During the recent devastating ice storm in Kentucky, we heard tree branches breaking all night, with terrible pops that sounded like gunshots. Limbs hit our roof with tremendous thumps. Daylight revealed an incredible scene of natural destruction in our yard.
The photo below was taken through the living room window the morning after the storm. This photo shows only a portion of the branches that broke from a large silver maple (Acer saccharinum), about 15 feet from the window. We have dents and a puncture in our metal roof as a result of the falling branches.
The tree's main trunk ends at about ten feet. It has five long, massive limbs growing upward from the trunk, and each limb has smaller branches, of course. One of those limbs poses an ongoing (and increasing) threat to our house. I'm afraid that we need to completely remove that limb. It will be hard on the tree to lose it, but we don't have much choice.
Two more silver maples are planted too close to our house. They are younger trees, planted about 1980. One of them is even closer to the house than the tree outside our living room window.
I understand what the planter wanted -- afternoon shade -- and he would be happy to know that his trees provide that. However, as years pass, both those trees are going to be major problems.
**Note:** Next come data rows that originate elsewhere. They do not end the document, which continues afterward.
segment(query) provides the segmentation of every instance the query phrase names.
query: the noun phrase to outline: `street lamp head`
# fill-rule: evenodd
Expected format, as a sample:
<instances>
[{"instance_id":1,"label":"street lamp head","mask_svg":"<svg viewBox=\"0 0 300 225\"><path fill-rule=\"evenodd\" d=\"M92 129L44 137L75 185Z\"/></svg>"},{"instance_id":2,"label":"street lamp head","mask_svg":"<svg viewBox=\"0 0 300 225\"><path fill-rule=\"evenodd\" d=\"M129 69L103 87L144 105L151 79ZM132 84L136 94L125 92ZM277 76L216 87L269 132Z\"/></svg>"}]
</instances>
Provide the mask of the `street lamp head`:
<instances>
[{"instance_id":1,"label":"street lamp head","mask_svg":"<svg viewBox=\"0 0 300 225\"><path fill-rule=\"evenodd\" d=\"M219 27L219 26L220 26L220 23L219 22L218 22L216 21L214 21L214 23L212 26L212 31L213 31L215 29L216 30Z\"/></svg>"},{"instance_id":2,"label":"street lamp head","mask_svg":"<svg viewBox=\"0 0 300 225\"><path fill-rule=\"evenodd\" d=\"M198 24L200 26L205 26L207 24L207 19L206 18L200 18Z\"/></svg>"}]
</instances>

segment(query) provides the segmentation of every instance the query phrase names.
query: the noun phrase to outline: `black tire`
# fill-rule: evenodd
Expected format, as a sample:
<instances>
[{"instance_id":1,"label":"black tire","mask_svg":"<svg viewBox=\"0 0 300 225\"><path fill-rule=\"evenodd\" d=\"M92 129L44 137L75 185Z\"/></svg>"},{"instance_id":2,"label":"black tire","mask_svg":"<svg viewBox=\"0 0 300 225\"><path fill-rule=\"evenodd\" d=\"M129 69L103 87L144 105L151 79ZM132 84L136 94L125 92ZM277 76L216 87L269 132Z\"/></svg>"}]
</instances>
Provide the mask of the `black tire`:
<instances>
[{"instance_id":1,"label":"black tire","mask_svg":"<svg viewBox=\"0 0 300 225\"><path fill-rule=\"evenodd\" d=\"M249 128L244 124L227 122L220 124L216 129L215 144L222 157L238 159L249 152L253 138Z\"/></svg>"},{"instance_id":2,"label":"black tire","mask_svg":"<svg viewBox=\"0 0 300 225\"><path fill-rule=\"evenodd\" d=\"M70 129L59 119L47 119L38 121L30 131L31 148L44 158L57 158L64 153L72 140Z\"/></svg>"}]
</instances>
To prevent large branches from falling on the roof, we'll have to remove whole sections of the trees. It's very sad.
Silver maples have their merits. They aren't very fussy about where they're planted. They grow well in urban conditions. They will grow in compacted soil. They tolerate short spells of standing in shallow water. They are a valuable tree for wildlife -- especially in late winter and spring when their buds, blooms, and seeds provide food at a time that other food supplies are limited. They have a small-but-noticable, red blossom in early spring when not much else is blooming. They withstand drought and heat, and of course, they do grow very fast.
Unfortunately, silver maples also have a very undesirable characteristic -- weak branches that break in every ice or wind storm that occurs.
If you are willing to deal with the broken branches, silver maples will serve as a fast-growing, short-term (50 to 100 year) tree. They grow up to 100 feet in height with 100-foot canopies. You should plant them at least 50 feet away from anything that could be damaged by falling limbs. Consider power lines, roads, and driveways, as well as your house and other buildings when you select the planting site.
Take my advice and you won't ever have a story to tell about broken silver maple branches making dents in your roof.